Photo credit: California Academy of Sciences LibraryThere has been a lot of buzz about the innovation of the California Academy of Sciences building as of late. Yet as the opening date draws near it is the nostalgic and historical aspects of the Academy that hold my attention. There are three iconic exhibits of the Academy that have been revived - the Alligator Swamp Tank, African Hall and the Foucault Pendulum. Each exhibit has its own special history and anecdotes but I quite like the science and Academy history of the Foucault Pendulum.
The Foucault Pendulum first demonstrated in February 1851 that the Earth rotates by turning on its axis when French Philosopher Leon Foucault unveiled it in the Meridian Room of the Paris Observatory. His most famous pendulum was exhibited beneath the 279-foot dome of the Pantheon in Paris, hanging from a 219-foot wire. A replica of this famous pendulum swings in the East Pavilion of the Academy, though from only a 30 foot cable. A weight known as a "bob" on the end of a wire swings in a straight arc in relation to the laws of inertia and gravity. Below the constant back and forth arc of the bob a circle of pins set 6 degrees apart rotates. As the Earth rotates the pins come into contact with the constant arc of the bob and are knocked over.

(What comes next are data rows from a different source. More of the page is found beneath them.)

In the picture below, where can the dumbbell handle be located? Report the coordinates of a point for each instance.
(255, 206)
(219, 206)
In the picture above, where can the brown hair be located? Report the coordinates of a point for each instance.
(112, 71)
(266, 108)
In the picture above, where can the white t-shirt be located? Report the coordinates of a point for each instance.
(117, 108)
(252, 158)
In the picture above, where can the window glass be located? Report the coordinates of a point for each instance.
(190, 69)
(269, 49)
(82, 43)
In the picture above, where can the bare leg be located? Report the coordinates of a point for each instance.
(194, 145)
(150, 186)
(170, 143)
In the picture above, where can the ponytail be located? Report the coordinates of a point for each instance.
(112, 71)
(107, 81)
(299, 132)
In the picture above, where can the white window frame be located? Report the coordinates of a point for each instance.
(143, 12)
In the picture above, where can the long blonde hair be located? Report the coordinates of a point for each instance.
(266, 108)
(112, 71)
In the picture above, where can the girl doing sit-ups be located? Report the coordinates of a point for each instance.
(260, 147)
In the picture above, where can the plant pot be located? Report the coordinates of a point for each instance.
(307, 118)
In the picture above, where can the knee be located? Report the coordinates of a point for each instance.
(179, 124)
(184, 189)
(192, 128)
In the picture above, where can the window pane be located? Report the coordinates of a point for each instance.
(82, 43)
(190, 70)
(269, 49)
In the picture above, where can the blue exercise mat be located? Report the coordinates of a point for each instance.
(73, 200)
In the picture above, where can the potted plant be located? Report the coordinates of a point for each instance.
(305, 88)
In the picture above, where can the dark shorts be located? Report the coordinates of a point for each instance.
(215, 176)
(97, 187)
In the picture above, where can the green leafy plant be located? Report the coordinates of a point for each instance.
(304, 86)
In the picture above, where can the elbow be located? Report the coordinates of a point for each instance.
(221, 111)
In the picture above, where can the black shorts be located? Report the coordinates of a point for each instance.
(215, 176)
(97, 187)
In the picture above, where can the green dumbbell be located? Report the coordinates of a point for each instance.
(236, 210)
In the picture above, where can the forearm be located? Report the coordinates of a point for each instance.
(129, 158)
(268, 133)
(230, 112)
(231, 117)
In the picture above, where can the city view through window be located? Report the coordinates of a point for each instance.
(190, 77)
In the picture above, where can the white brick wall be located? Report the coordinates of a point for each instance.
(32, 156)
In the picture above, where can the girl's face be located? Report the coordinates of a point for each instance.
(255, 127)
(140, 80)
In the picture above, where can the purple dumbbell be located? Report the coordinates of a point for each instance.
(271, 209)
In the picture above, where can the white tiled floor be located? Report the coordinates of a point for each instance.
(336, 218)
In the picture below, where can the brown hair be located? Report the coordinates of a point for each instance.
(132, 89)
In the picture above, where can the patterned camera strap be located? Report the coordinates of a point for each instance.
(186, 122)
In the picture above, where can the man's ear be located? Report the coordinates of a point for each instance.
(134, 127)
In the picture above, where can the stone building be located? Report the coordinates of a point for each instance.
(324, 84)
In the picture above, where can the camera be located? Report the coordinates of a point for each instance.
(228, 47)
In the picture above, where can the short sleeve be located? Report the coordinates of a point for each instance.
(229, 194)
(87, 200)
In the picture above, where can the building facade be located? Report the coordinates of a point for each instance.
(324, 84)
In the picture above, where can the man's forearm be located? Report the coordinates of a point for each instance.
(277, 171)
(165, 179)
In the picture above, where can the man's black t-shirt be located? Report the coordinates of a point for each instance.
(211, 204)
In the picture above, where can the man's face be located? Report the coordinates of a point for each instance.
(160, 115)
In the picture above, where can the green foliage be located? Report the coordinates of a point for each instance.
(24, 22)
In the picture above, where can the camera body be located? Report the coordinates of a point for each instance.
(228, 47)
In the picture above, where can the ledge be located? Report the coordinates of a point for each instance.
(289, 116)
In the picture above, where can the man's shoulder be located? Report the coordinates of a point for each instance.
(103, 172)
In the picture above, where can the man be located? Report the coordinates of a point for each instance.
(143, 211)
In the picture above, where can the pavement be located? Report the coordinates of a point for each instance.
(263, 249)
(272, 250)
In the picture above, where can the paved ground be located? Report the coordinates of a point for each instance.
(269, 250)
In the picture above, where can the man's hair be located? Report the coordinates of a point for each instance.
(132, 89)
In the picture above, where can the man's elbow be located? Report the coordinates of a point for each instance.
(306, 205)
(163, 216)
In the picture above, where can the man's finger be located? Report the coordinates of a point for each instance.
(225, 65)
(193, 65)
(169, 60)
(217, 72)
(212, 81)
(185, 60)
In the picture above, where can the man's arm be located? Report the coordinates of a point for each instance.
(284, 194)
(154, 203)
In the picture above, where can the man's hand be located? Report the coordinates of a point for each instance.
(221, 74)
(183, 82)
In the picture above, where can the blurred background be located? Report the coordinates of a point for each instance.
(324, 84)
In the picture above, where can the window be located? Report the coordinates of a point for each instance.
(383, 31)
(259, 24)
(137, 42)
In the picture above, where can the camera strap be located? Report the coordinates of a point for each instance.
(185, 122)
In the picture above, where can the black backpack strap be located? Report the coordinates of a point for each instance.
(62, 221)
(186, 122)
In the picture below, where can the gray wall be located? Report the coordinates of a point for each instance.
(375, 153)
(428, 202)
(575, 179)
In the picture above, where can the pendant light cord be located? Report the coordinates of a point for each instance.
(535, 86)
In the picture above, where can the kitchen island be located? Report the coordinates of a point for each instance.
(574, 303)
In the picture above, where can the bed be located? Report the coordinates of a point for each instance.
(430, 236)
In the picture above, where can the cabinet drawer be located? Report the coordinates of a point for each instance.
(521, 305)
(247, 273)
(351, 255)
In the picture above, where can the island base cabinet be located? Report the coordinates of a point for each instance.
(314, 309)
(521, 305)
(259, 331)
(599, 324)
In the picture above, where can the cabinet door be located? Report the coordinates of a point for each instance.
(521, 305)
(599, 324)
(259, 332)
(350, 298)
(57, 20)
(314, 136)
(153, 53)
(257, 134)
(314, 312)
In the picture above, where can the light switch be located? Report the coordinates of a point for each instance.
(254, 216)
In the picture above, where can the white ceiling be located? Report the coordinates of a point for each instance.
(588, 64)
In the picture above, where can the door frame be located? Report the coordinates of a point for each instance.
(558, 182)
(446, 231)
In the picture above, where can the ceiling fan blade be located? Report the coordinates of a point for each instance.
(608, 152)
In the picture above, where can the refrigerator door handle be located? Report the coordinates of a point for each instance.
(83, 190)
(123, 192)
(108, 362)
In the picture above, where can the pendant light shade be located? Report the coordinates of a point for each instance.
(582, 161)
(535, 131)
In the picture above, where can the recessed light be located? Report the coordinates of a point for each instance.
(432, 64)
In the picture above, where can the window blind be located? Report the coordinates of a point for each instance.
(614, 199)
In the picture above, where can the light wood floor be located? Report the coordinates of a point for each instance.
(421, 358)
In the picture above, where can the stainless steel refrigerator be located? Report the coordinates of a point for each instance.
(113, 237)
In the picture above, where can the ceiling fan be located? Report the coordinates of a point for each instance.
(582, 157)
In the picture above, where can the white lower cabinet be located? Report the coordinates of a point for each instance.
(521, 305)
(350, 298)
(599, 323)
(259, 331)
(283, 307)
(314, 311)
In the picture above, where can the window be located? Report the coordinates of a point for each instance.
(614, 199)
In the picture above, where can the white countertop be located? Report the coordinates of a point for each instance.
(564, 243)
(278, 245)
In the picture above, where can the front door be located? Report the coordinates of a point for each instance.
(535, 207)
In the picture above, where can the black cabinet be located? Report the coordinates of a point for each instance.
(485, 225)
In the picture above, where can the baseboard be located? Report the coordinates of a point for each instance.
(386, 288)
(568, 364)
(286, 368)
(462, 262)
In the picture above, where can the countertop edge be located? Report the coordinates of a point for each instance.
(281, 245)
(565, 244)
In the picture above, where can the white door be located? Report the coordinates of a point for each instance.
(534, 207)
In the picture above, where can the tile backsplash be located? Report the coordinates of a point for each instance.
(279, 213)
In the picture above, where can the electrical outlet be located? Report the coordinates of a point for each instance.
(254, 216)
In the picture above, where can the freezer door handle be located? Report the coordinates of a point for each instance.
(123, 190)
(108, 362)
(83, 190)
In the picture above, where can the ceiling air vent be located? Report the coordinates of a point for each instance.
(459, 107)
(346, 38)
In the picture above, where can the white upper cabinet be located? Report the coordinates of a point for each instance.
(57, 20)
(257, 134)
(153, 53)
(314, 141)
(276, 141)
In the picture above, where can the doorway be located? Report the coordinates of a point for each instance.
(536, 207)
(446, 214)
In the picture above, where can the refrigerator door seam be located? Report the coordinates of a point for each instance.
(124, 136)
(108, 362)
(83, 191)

At the Academy located in San Francisco (latitude 37.7°N), the pins will be knocked down every 39 to 40 minutes over a 24 hour period. In twenty-four hours, the pendulum will only knock over 220 degrees worth of pins. Knocking over 360 degrees worth of pins in San Francisco would take 39 hours, where at the North Pole (90° N) it would only take 24 hours.
Why is there a difference? This is because at the North & South Poles, Earth's rotation is enough to explain the change in the pendulum's apparent direction of swing. But as soon as you leave the poles and change latitude, something called the Coriolis Effect comes into play. The Coriolis Effect is an apparent deflection of moving objects when they are viewed from a rotating frame of reference, and its strength varies with latitude. Freely moving objects on the surface of the Earth experience a Coriolis force, and appear to veer to the right in the northern hemisphere, and to the left in the southern. Over time, this continual veering-off-course causes the swing of the pendulum bob to gradually precess, or rotate. This precessing is tracked as the pendulum knocks down pegs set up in a circle beneath it. The farther a pendulum is located from the pole, it will take gradually longer and longer for the pendulum's swing to precess a complete 360°. At the equator, the Coriolis effect is so weak that the pendulum is unaffected - the swing would never precess and therefore the pendulum would never knock over any pegs.
Intestingly, the Coriolis Effect also explains the spiral shapes of hurricanes, cyclonic weather systems, and oceanic gyres and which way they spiral in the northern or southern hemispheres, so the physics works for various natural phenomena, not just for pendulums.